To be a bit more truer to my original question (have the timer start at the end of the request), I modified your example (with the info of @sjsadowski that middelware can call a function prior to sending) to the following:

request_finish_time = current_time()
request_served = False

def monitor_time(request):
    print("Request is made to the server")
    global last_request_time
    last_request_time = current_time()
    global request_served
    request_served = False

async def print_on_response(request, response):
    print("Response is returned by the server")
    global request_finish_time
    request_finish_time = current_time()
    global request_served
    request_served = True

async def monitor_idle(app):
    """Shutdown the server when user connection is cut"""
    while not request_served or current_time() - request_finish_time <= app.config.KEEP_ALIVE_TIMEOUT:
        await sleep(2)
    print("!!!!!! Stopping !!!!!")

Now my server will at least serve 1 request before quitting, and stops when the user time’s out. If the same user sends another request, request_served = False and therefore does not quit while a task is being processed.

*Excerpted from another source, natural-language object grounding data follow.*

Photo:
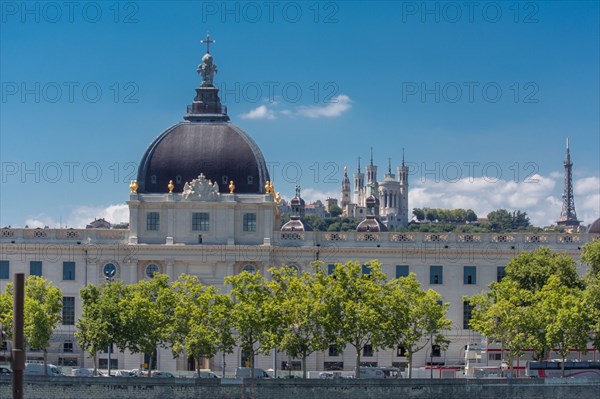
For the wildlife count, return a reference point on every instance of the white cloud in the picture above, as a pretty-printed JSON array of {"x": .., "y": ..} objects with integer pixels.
[
  {"x": 261, "y": 112},
  {"x": 336, "y": 107},
  {"x": 81, "y": 216},
  {"x": 539, "y": 196},
  {"x": 311, "y": 195}
]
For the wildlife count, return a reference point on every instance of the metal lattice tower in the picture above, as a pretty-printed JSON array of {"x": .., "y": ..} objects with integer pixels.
[{"x": 568, "y": 216}]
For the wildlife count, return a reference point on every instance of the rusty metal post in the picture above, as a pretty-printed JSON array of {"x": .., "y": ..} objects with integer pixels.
[{"x": 18, "y": 353}]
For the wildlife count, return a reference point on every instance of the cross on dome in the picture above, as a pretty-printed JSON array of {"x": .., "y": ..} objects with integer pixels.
[{"x": 208, "y": 42}]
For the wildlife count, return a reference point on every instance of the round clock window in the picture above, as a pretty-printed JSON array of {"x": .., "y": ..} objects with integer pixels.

I have a feeling this is not multiple-request proof however. Maybe an even nicer way would be to not use await sleep(2), but instead built a async coroutine timer. Start this suicide coroutine when a response is returned, but kill this coroutine when a new request comes.

I would recommend hosting at

Thank you for the suggestion. While their service seems great, some reasons a cloud service supporting Docker has my preference for this use-case:

  • The processing of the request is not heavy and there is nothing to do outside the request.
  • I had my Python code already and now I only had to be bothered by throwing it in a Docker container with a HTTP interface (their website talks about images, but don’t mention Docker).
  • Duplicate containers:
    • Scales from 0 - any user base I will ever get.
    • Latency is very important for a PWA, and with Cloud Run it seems I can host it in any region (although currently only Japan).
  • Network ingress (free and low-latency) access to Firebase.

Although Hetzner doesn’t directly run containers, you can install Docker on your virtual servers.